Yo empleo el Sprint-Layout para el diseño de impresos, que me da directamente la opción de invertir Positivo-Negativo.

Eventualmente para invertir empleo el *PhotoLine* que es *tremendamente* liviano comparado con otros editores de imagen. 

​


----------



## cicloide2 (Dic 24, 2013)

Perecto fogonazo, muy buen aporte, yo etoy diceñando con ALTIUM, que si bien tiene una manera de obtener el negativo del PCB, al ser mi maquina, algo preistorica y lenta no me es posible hacerlo,solo el PCB que, despues convierto a PDF con el Buill PDF, y a negativo con el metodo que esta en el post de hasta arriba.
Es interesante  la opsion que proponés ya que para los  que tenemos maquinas lentas estos sofwares que generan archivos mas livianos concerbando la calidad, es realmente interesante, deberias colgar algun paso  a paso, de como obtienes los resultados que posteastes para que uno no se embrolle y llegue  a obtener los misma calidad.
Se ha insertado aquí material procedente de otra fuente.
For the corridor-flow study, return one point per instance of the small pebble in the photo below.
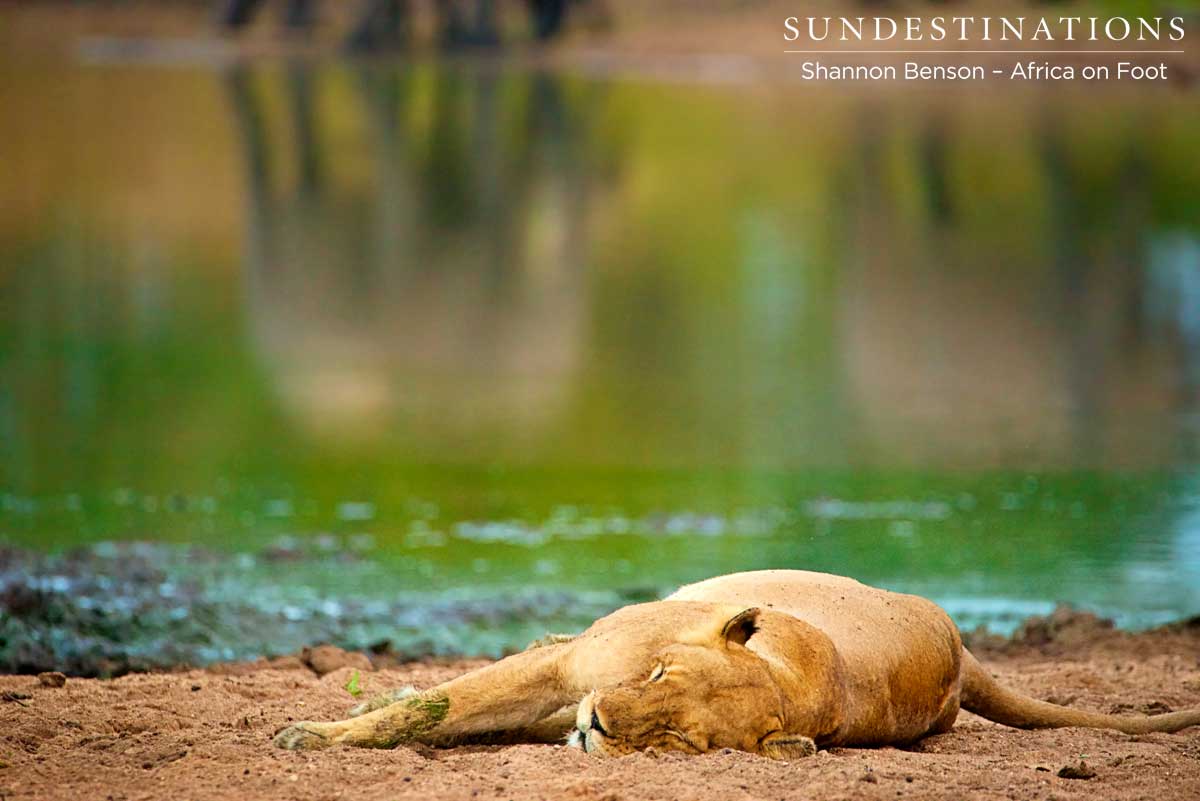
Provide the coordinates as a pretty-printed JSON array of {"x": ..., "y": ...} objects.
[{"x": 1077, "y": 771}]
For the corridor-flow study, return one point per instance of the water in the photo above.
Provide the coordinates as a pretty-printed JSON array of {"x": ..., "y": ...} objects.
[{"x": 467, "y": 351}]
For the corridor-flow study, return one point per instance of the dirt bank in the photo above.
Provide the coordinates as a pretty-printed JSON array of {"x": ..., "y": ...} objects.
[{"x": 205, "y": 734}]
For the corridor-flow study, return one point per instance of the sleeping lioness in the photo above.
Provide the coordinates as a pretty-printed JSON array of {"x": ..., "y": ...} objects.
[{"x": 775, "y": 662}]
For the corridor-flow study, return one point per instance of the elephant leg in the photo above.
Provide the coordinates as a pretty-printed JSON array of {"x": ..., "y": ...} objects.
[{"x": 515, "y": 693}]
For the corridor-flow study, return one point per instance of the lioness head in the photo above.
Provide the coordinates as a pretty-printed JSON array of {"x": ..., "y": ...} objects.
[{"x": 703, "y": 693}]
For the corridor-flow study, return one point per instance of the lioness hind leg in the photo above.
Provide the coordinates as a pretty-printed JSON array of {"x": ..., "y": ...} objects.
[
  {"x": 382, "y": 699},
  {"x": 514, "y": 693},
  {"x": 550, "y": 639}
]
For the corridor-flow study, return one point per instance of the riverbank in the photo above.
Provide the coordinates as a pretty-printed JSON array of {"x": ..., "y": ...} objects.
[{"x": 207, "y": 734}]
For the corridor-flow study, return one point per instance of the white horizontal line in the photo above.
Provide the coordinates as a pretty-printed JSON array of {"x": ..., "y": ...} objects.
[{"x": 984, "y": 52}]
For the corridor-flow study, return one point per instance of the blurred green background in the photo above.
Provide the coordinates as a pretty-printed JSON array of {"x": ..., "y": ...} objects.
[{"x": 405, "y": 336}]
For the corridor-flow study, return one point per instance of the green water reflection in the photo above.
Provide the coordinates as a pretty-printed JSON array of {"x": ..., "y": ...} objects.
[{"x": 495, "y": 327}]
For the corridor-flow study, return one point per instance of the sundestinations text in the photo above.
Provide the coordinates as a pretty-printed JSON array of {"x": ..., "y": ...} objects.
[{"x": 983, "y": 29}]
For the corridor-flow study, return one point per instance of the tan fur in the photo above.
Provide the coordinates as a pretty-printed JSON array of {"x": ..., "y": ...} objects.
[{"x": 773, "y": 662}]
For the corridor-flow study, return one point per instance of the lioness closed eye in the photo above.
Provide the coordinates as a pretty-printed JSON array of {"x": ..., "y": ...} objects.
[{"x": 773, "y": 662}]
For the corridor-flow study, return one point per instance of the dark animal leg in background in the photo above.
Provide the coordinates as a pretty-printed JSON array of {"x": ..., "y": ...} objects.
[
  {"x": 304, "y": 121},
  {"x": 382, "y": 25},
  {"x": 463, "y": 29},
  {"x": 239, "y": 12},
  {"x": 298, "y": 14},
  {"x": 547, "y": 17}
]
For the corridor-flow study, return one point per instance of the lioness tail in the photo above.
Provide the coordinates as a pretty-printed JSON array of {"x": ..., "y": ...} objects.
[{"x": 985, "y": 697}]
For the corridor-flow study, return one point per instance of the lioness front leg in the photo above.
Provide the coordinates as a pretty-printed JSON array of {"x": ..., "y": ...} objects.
[{"x": 513, "y": 693}]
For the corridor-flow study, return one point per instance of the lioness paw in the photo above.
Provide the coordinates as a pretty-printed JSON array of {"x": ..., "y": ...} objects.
[
  {"x": 303, "y": 736},
  {"x": 787, "y": 746},
  {"x": 383, "y": 699}
]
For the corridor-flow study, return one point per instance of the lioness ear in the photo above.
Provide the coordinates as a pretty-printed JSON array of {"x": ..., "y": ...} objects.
[
  {"x": 787, "y": 746},
  {"x": 742, "y": 626}
]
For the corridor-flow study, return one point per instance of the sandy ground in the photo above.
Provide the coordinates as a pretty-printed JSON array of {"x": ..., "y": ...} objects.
[{"x": 205, "y": 734}]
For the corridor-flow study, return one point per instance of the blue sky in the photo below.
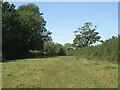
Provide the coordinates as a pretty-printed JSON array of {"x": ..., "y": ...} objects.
[{"x": 64, "y": 18}]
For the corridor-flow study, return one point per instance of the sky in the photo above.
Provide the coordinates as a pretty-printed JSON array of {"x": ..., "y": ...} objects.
[{"x": 63, "y": 18}]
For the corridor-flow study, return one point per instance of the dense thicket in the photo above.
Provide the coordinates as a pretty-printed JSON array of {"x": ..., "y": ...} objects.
[
  {"x": 107, "y": 50},
  {"x": 86, "y": 35},
  {"x": 23, "y": 29}
]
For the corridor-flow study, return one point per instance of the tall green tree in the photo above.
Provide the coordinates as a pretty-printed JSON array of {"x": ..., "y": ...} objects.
[
  {"x": 86, "y": 35},
  {"x": 23, "y": 30}
]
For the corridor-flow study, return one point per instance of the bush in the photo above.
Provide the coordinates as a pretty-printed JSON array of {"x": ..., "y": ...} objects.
[{"x": 107, "y": 50}]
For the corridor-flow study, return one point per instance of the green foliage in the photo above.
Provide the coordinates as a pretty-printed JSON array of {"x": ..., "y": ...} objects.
[
  {"x": 86, "y": 35},
  {"x": 54, "y": 49},
  {"x": 23, "y": 30},
  {"x": 107, "y": 50}
]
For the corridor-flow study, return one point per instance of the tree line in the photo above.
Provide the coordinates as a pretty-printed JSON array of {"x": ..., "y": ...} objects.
[{"x": 24, "y": 34}]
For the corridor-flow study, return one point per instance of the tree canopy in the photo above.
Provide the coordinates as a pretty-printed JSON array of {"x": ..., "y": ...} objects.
[
  {"x": 23, "y": 30},
  {"x": 86, "y": 35}
]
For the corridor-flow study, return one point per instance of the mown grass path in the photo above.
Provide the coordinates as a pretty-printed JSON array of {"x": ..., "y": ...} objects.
[{"x": 59, "y": 72}]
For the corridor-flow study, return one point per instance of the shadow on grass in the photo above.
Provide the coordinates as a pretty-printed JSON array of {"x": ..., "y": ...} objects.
[{"x": 29, "y": 57}]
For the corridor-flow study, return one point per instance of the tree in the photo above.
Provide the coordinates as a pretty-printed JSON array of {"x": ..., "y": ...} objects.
[
  {"x": 68, "y": 46},
  {"x": 86, "y": 35},
  {"x": 52, "y": 48},
  {"x": 23, "y": 30}
]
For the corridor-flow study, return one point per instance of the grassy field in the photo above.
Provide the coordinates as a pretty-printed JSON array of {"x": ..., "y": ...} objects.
[{"x": 59, "y": 72}]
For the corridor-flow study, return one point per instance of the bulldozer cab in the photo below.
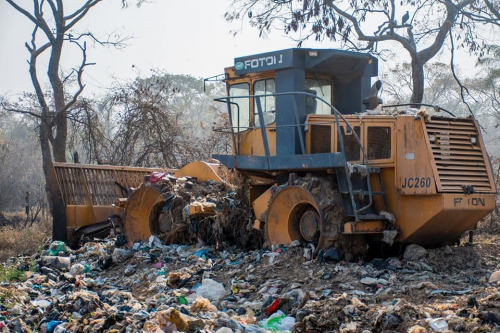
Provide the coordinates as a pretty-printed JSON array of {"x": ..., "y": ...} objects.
[{"x": 272, "y": 95}]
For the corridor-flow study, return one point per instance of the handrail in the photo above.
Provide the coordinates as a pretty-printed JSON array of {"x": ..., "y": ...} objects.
[
  {"x": 421, "y": 104},
  {"x": 339, "y": 134}
]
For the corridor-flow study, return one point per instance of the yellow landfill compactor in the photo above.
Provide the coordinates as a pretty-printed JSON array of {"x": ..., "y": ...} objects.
[{"x": 328, "y": 164}]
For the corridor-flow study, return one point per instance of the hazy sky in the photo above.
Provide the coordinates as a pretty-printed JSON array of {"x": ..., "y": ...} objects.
[{"x": 181, "y": 37}]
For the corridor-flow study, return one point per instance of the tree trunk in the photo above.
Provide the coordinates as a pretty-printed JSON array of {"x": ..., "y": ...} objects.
[
  {"x": 51, "y": 188},
  {"x": 417, "y": 72}
]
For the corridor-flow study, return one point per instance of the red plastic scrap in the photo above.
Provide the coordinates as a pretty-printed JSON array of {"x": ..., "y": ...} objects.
[{"x": 156, "y": 176}]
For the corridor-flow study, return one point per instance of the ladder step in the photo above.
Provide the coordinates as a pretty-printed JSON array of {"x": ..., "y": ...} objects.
[
  {"x": 358, "y": 192},
  {"x": 360, "y": 168},
  {"x": 371, "y": 217}
]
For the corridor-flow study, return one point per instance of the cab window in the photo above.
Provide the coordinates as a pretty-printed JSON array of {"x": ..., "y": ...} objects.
[
  {"x": 268, "y": 104},
  {"x": 322, "y": 89},
  {"x": 240, "y": 113}
]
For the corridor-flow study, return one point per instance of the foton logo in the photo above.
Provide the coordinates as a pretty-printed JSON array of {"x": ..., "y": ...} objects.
[{"x": 259, "y": 62}]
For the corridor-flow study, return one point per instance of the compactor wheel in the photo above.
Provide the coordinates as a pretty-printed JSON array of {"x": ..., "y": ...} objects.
[
  {"x": 138, "y": 212},
  {"x": 309, "y": 209}
]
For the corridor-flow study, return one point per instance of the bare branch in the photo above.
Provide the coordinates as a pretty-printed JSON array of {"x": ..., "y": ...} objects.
[
  {"x": 462, "y": 87},
  {"x": 79, "y": 16},
  {"x": 9, "y": 109}
]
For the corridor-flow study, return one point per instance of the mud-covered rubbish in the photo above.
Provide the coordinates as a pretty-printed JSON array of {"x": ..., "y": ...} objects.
[
  {"x": 193, "y": 212},
  {"x": 160, "y": 287}
]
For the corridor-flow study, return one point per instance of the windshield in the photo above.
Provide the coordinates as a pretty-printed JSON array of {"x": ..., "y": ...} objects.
[
  {"x": 322, "y": 89},
  {"x": 240, "y": 113}
]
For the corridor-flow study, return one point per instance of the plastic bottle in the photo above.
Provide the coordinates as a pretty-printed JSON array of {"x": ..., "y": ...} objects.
[{"x": 438, "y": 324}]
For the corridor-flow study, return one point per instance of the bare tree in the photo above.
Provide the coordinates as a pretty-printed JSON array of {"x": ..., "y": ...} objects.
[
  {"x": 422, "y": 33},
  {"x": 163, "y": 120},
  {"x": 53, "y": 28}
]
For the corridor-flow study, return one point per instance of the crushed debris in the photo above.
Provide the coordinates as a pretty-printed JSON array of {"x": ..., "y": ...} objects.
[{"x": 153, "y": 287}]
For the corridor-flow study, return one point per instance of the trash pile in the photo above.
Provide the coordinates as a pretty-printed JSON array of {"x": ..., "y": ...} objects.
[
  {"x": 209, "y": 212},
  {"x": 108, "y": 286}
]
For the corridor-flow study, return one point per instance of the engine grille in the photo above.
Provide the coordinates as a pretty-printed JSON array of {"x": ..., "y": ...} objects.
[{"x": 458, "y": 161}]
Por ultimo yo pense que guardarlo en PDF, me aseguraba que la gente de la grafica no cometeria errores al habrir el archhivo, ya que este conserba las proporciones y es mas dificil de meter la pata al querer hacer moficaciones, pero veo que tu guardas  el archivo en JPG, este formatato no es mas factible que por error alguien modofique algo  y chu escala?
Cuenta tu experiencia por favor. Aclaro que los PCB, los necesito en negaativo para poder utilizar este producto, sera el mismo que usan ustedes?, cuelgo el link del producto para hacer PCB, que pienso usar : _Buscar en Mercadolibre: MLA-476079228-pelicula-fotosensible-para-grabado-de-pcb-circuito-impreso-_JM_, si ya lo uasaron me seria de interes que lamparas usaron que halla dado resultados semiprofesionales o por que no profecionales.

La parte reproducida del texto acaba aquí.